Hier, ils indiquaient que Léonard de Vinci venait d’inventer des machines volantes et
sur la page d’aujourd’hui nous apprenons qu’Henri IV porte une barbe fleurie. Bientôt
si ses ouvrages ne sont pas remis en ordre on va nous annoncer que nous allons
frissonner dans les cavernes ! Vous comprenez, je l’espère la gravité de la situation. »
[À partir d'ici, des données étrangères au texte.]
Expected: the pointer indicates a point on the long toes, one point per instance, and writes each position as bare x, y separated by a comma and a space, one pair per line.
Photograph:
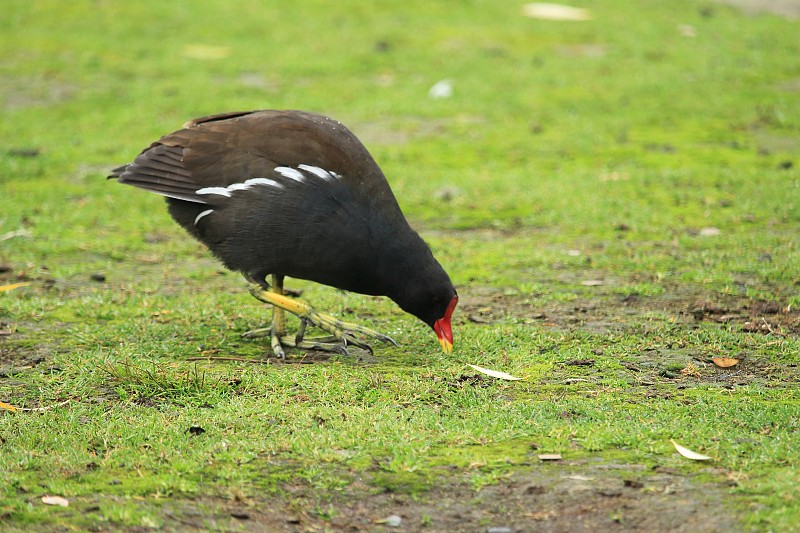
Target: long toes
387, 339
257, 333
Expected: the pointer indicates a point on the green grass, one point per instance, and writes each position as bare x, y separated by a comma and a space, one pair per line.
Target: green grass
568, 152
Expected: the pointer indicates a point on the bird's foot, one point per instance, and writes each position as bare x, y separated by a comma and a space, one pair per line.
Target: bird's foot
341, 333
279, 342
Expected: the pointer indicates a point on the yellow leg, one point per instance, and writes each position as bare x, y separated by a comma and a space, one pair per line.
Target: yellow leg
340, 331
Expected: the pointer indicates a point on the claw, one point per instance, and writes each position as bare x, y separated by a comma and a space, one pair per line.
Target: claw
341, 333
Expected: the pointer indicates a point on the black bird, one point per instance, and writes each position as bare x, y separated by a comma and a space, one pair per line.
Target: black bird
290, 193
De plus en plus intrigués, ils poursuivirent leur périple. A leur grand étonnement, tandis
qu’ils empruntaient un long couloir, ils furent heurtés de toutes parts par des
tétrapodes, batraciens, reptiles, oiseaux, mammifères. La Grande Chauve-souris leur
expliqua qu’ils empruntaient la Voie Expérimentale. Elle avait été construite afin que
chacun réapprenne à marcher. Dans ce nouvel univers, il était devenu indispensable
de déplacer à reculons. Par la suite il leur faudra également s’exercer à faire du vélo à
l’envers !
Il était maintenant temps de faire la connaissance de Saperlipopette. Prévoyants, ils
se munirent de cache-oreilles et frappèrent à la porte de sa chambre.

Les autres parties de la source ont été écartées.